After researching this topic, analyzing the available data and reflecting on the subject, I find it interesting that many scientists dedicate their lives to attacking religion for its methods while forgetting that the first scientists started their search because of religious or philosophical questions, for which science has no answers for. As a Christian and an adept of the scientific evolutionary theory, I learned while in search of an answer that science is the best way to understand the physical universe and how things work, while religion has the power and ability to give meaning and purpose to life. This reflection on the past and analysis of the present provides a good background of the influence of the Evolution Theory on creationists, that like me, might gradually switch to a more rationally based faith or, like many others, remain in the current traditional belief, or go even further, despite the contrary evidence that may be available. Although it's possible to see this shift of thought in the last decades, in and outside religious circles, I believe that only time will determine the next chapters of human development and ultimately bring the conclusive answers for the proposed questions.
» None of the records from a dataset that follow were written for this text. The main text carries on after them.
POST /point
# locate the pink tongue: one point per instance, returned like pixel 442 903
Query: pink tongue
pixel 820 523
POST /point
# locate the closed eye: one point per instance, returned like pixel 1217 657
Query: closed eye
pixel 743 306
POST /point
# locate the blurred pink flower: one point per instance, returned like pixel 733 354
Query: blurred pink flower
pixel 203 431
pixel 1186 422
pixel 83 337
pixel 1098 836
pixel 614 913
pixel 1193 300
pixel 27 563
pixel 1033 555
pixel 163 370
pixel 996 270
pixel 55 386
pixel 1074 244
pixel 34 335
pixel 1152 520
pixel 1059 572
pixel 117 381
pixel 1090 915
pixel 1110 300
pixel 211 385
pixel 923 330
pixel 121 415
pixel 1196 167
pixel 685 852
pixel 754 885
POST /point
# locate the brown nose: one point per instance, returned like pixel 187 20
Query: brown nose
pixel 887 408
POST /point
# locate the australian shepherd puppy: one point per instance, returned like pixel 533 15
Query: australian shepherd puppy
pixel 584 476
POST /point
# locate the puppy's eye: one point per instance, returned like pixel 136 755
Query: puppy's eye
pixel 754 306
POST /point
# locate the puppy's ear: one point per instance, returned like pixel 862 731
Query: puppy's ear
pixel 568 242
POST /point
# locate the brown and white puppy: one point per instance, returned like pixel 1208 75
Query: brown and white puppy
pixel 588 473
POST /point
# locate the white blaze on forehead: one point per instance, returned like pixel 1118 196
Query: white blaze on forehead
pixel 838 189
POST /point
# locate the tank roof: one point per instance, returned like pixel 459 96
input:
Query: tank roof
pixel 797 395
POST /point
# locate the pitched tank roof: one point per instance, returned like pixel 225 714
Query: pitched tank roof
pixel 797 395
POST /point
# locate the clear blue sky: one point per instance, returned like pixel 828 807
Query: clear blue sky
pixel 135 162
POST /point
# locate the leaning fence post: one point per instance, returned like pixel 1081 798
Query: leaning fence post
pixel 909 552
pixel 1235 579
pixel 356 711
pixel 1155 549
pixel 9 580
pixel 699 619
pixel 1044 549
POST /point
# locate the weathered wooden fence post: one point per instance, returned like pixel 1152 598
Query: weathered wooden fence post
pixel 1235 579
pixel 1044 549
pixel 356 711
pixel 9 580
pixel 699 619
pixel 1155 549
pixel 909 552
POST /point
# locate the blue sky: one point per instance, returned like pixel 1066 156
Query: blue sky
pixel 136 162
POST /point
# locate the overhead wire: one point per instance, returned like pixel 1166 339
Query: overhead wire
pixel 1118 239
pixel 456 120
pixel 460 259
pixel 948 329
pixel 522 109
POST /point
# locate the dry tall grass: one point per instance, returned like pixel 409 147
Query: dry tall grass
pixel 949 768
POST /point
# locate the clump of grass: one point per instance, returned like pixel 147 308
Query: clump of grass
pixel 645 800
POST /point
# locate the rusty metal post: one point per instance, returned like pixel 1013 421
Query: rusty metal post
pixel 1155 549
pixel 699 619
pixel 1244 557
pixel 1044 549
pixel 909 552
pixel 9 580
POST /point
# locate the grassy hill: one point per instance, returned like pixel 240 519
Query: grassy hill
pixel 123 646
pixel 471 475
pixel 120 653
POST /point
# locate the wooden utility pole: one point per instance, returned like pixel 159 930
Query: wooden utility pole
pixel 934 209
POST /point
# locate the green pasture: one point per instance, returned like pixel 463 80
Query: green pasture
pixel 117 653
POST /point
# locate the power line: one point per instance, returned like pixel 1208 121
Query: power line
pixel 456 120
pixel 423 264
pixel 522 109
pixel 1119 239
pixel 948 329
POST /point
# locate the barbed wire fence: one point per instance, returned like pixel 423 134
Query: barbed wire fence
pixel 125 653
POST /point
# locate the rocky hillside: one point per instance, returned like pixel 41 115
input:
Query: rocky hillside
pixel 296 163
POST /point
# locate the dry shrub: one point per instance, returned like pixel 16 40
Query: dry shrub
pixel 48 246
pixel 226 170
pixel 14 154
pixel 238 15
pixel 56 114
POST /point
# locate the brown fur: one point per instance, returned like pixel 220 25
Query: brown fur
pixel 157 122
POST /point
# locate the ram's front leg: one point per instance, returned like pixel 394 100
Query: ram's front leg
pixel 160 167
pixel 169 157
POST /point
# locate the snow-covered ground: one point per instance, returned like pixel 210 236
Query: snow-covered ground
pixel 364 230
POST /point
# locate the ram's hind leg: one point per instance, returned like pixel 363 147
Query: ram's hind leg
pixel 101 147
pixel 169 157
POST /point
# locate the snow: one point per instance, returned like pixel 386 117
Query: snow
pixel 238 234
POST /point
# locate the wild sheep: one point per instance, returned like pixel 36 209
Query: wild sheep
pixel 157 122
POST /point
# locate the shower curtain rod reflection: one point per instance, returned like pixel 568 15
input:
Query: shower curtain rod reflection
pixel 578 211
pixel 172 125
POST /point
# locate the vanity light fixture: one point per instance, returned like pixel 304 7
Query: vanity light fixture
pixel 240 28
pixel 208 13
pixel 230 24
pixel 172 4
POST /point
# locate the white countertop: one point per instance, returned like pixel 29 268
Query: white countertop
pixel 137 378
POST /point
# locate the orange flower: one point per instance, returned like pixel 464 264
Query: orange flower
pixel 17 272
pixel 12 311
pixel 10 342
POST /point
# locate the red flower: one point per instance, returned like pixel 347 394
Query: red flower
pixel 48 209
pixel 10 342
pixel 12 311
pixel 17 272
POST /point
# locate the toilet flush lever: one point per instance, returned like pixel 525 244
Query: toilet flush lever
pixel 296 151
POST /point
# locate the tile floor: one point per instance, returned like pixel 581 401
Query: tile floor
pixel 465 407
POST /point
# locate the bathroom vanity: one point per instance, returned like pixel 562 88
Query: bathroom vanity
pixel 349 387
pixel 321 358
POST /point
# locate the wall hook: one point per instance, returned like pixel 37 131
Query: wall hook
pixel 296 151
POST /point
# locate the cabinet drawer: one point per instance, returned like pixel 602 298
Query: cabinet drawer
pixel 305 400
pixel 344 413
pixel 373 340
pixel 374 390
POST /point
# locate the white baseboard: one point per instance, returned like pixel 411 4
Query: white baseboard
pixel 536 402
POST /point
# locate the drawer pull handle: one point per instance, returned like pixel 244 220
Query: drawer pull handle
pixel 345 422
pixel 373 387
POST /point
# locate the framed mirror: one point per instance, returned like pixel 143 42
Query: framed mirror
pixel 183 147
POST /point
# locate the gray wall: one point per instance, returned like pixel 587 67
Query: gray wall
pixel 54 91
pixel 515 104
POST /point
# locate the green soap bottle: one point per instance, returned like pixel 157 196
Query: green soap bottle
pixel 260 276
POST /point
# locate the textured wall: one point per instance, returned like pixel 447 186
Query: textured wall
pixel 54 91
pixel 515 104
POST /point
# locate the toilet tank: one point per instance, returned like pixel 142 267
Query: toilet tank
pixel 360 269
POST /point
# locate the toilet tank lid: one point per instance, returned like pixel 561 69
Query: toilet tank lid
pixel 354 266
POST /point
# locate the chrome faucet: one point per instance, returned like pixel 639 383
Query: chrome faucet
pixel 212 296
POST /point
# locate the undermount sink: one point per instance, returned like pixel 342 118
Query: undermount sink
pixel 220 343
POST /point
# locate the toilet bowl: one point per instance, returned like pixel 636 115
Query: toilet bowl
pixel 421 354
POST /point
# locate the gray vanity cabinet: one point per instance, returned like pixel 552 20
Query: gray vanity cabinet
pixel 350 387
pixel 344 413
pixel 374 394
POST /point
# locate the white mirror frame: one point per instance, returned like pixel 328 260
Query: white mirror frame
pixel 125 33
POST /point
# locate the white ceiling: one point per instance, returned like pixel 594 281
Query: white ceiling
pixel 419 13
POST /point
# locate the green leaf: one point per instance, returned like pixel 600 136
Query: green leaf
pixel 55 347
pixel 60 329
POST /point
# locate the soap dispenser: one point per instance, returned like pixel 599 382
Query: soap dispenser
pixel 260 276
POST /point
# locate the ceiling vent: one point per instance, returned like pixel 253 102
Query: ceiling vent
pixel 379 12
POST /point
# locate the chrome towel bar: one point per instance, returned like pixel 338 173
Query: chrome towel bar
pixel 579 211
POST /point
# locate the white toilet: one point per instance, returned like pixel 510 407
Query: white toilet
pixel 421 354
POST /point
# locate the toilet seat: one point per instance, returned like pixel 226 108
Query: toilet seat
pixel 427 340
Collins, Francis S. The Language Of God : A Scientist Presents Evidence For Belief. n.p.: New York : Free Press, , 2006. UVU Library Books and Media. Web. 7 Aug. 2015.
Collins, Francis R. "By the Book." Sunday Book Review. The New York Times. Web Jul 25, 2013.
Henderson, James R. "Teaching Evolution to Creationists." Sociological Viewpoints 23. (2007): 73-84. Sociological Collection. Web. 3 Aug. 2015.
Lucas, Ernest C. "The Bible, Science & Creation." Evangelical Quarterly 87.2 (2015): 99-113. Academic Search Premier. Web. 6 Aug. 2015.
Sándor-Béla, Visky. "Several Theological Considerations Concerning The Creation Vs. Evolution Debate." Studia Universitatis Babes-Bolyai, Theologia Reformata Transylvanica 54.1 (2009): 51. Publisher Provided Full Text Searching File. Web. 7 Aug. 2015.